三角格子ハバード模型における光学伝導度特性
強相関電子系の伝導系においてその結晶構造に幾何学的フラストレーションを含んでいる場合の「フラストレーション」の効果というのは
あまり研究が進んでいません。そこで、その伝導系が強い電子間のクーロン斥力Uのために絶縁体になる直前および直後(モット転移近傍)における光学伝導度を調べました。用いた模型は
幾何学的フラストレーションをミニマルに含んだ三角格子ハバード模型です。この模型をクラスター動的平均場理論を用いて解析しました。

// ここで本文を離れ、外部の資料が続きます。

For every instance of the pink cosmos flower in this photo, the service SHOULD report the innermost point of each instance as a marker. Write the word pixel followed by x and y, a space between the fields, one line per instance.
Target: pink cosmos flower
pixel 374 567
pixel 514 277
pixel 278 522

光学伝導度のエネルギー依存性はクーロン斥力の変化とともに大きくその低エネルギー部分に変化を見せます(右上図)。
金属領域(赤線、小さいU)ではいわゆるドルーデピークが振動数0に見られますが、Uの増加と共にそれは消失します。また、インコヒーレントな高エネルギーのピークは
Uの程度の振動数に位置しています。絶縁体側(青線)のモット転移近傍では低エネルギーにエネルギーにピークを持つことが見て取れます。モット転移の臨界終点近傍においてこの低エネル
ギー部分の積分値に関する解析を行うと、その値はドルーデの重みと連続的に繋がることがわかりました(右下図)。このことからこれらの量が光学伝導度における「秩序変数」のような役割
を果たしていることが期待できます。しかしながら臨界指数は通常期待されるものとは異なっており、その起源について今後さらなる研究の発展が望まれます。